So yes, I fell for this scam. Back in 2019 I saw this at some distro, and the first thought that came into my mind was "Oh? Has Mitch recorded a new Defecation album? Cool!". So this infernal thing came home with me. Not even halfway the first track, I was livid. What was this half-baked bullshit crap? There's no chance in hell that this is Mitch Harris at play here, no friggin' way! After consulting Doctor Google about what kind of vile disease this was, there came the awful confirmation that I've been had. Bastard!!
So what is this? An expensive drinks coaster that came with two sheets of clumsy toilet paper, yes, but musically? The answer is somewhat hesitantly best described as old school-ish death metal with a thrash edge to it, but recorded by a drunk orchestra using broken early 00's cell phones, because the riffs all sound like incompetently programmed ringtones. The older folks among us probably remember that sound computers used to make when you still needed to dial in to get on the internet. Well, the moron who recorded this blob of afterbirth probably heard that sound and thought to himself: "Hey! What if I stuck a drum machine under this?", and voila! The world was graced with another monstrosity. I could conjure up better sounds out of my arse after a big plate of beans, I tell ya. I heard brain-damaged toddlers come up with better material using their Fisher Price keyboards. Most of the songs (and I'm using the term loosely here) consist out of two 'riffs' underpinned by a drum machine that only plays the same thrash beat rhythm, while sounding so amazingly boxy and clinical, it makes the drums on Mortician's albums sound as if they were recorded by the late Neil Peart. On top of this second hand goulash of everything crap about digital instrumentation, there comes the heavily distorted pitch vocals of Larry Limpdick (no one knows who conjured this lump of excrement out of his top hat, so I named him myself), and these vocals would actually not sound out of place on a harsh noise album. Unfortunately, the only thing harsh about "Killing with Kindness" is the fact that I payed money for this. Bundled into a stick thin production (also using this term loosely here), this short bus pile up of digital 'riffs', 'percussion' and 'vocals' goes on for almost 20 minutes that feel like 20 hours, and those are 20 minutes I spent cursing the senile circus clown who brought this thing into existence, as well as the label that provided the platform for this to get out of the cage in the mental institute where this thing should have stayed until the final day. Fuck you! Fuck you! Fuck you!

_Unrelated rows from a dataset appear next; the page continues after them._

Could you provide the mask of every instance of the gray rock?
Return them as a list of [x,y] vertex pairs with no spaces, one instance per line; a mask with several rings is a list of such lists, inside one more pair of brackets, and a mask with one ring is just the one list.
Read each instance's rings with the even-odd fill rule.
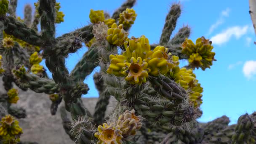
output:
[[[2,77],[0,78],[2,80]],[[0,85],[3,85],[2,82],[0,81]],[[37,142],[40,144],[74,143],[63,128],[59,109],[55,115],[51,114],[51,102],[48,95],[37,93],[30,90],[23,91],[16,86],[14,88],[19,90],[20,98],[17,104],[15,105],[24,108],[27,114],[26,118],[18,120],[23,131],[21,136],[21,141]],[[0,87],[0,91],[1,93],[6,93],[3,86]],[[85,106],[92,115],[94,112],[97,99],[82,98]],[[111,113],[116,103],[116,100],[112,96],[106,116]],[[63,102],[61,104],[63,104]]]

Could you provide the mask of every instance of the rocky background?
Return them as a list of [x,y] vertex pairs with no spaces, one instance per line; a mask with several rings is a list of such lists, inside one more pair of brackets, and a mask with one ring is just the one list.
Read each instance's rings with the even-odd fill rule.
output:
[[[5,93],[2,86],[2,77],[0,77],[0,93]],[[51,114],[51,102],[48,95],[37,93],[29,90],[23,91],[16,85],[14,88],[19,90],[20,98],[16,105],[24,108],[27,115],[26,118],[18,120],[23,130],[24,133],[21,137],[21,141],[36,142],[40,144],[74,143],[63,128],[59,109],[56,115]],[[83,98],[82,100],[85,106],[93,115],[97,98]],[[106,116],[111,113],[116,104],[115,98],[112,97]],[[62,102],[61,104],[63,104]]]

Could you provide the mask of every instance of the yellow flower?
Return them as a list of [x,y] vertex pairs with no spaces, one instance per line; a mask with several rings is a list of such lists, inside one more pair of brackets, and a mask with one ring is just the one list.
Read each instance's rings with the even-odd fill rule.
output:
[[19,125],[19,122],[11,115],[6,115],[0,122],[0,136],[4,139],[11,139],[19,137],[22,133],[22,129]]
[[141,84],[147,81],[148,72],[150,72],[150,69],[147,68],[147,63],[142,61],[141,57],[138,57],[137,59],[132,57],[131,63],[125,63],[125,65],[124,67],[127,69],[124,69],[122,74],[127,75],[125,80],[133,84]]
[[3,46],[5,48],[12,48],[14,46],[14,41],[12,38],[10,37],[5,37],[3,40]]
[[110,28],[111,28],[112,24],[115,22],[115,20],[112,19],[109,19],[104,21],[104,23],[107,25],[107,27]]
[[191,40],[186,39],[182,44],[181,53],[189,57],[189,65],[193,69],[200,67],[204,70],[206,68],[210,68],[213,61],[216,61],[215,53],[211,51],[213,48],[211,44],[211,41],[204,37],[197,38],[195,45]]
[[[179,61],[179,57],[173,56],[173,61]],[[193,73],[192,69],[180,68],[179,64],[176,65],[170,71],[170,76],[188,91],[189,100],[193,104],[194,107],[199,107],[203,103],[201,93],[203,88],[198,83],[198,80],[196,79],[196,75]]]
[[61,22],[64,21],[63,18],[65,15],[62,11],[58,11],[56,13],[56,17],[55,17],[55,23],[59,24]]
[[181,53],[190,56],[192,53],[195,53],[196,50],[195,45],[191,40],[189,40],[186,38],[185,41],[181,45],[182,50]]
[[107,72],[117,76],[121,76],[123,68],[125,67],[125,61],[126,61],[126,58],[123,55],[111,54],[109,56],[111,64],[107,70]]
[[9,1],[8,0],[0,0],[0,15],[5,15],[8,11]]
[[104,123],[103,126],[98,127],[98,132],[95,133],[94,136],[98,139],[98,144],[118,144],[123,143],[122,131],[119,126],[114,126],[113,124],[108,125]]
[[39,64],[42,60],[42,57],[38,56],[38,53],[36,51],[30,56],[29,63],[31,64]]
[[2,74],[2,73],[5,71],[4,69],[2,67],[2,61],[1,61],[2,60],[2,55],[0,55],[0,74]]
[[8,102],[10,103],[16,104],[19,99],[18,96],[18,90],[13,88],[7,92],[8,95]]
[[119,15],[119,24],[122,24],[125,27],[130,27],[134,23],[136,16],[137,14],[133,8],[127,8]]
[[135,59],[140,57],[142,59],[148,57],[148,52],[150,51],[150,45],[149,40],[144,35],[139,38],[132,37],[131,39],[127,38],[124,43],[125,51],[123,55],[130,59],[132,57]]
[[189,58],[189,62],[191,65],[192,68],[196,67],[198,68],[203,66],[203,63],[202,62],[202,60],[203,58],[202,56],[199,55],[199,53],[194,53],[192,54]]
[[136,131],[139,130],[142,126],[142,121],[141,116],[135,115],[134,109],[131,111],[127,110],[119,116],[117,125],[120,127],[123,136],[134,135]]
[[49,95],[50,99],[53,101],[56,101],[59,99],[59,95],[58,94],[52,94]]
[[100,21],[104,21],[105,20],[103,11],[93,11],[91,9],[89,17],[90,21],[93,24],[97,24]]
[[90,48],[91,46],[91,45],[93,43],[94,43],[96,42],[96,39],[95,37],[93,37],[91,40],[88,43],[85,43],[85,45],[88,47],[88,48]]
[[123,24],[117,26],[117,24],[114,23],[111,28],[107,30],[107,40],[112,45],[121,45],[123,44],[128,35],[128,33],[123,29]]
[[13,75],[17,78],[22,78],[26,75],[26,69],[25,69],[24,65],[22,65],[21,67],[17,67],[13,69],[12,72]]
[[158,45],[153,51],[147,53],[149,57],[146,61],[149,64],[151,71],[150,74],[157,76],[160,74],[165,75],[174,66],[171,59],[171,53],[167,53],[168,49]]
[[32,72],[32,73],[36,75],[38,73],[43,72],[44,69],[43,66],[40,65],[39,64],[33,64],[32,67],[31,67],[30,70]]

In case you're wondering why I still gave this musical equivalent of a tumor growing out of one's eye socket a 10 percent score, that's because of the Defecation logo on the cover. That's still a cool logo, too bad it had to land on this clot of expired used anal lube.
If I had known back then that there was also a Russian bootleg version of this thing, I would've bought that instead of this, because a fake rip-off band getting ripped off with a fake cd, that's what I call a more than beautiful dose of poetic justice.
Mitch, if you would happen to read this: I'm behind ya, mate. I hope both Larry Limpdick and Metal Bastard get shot in the dick by a toothless hooker.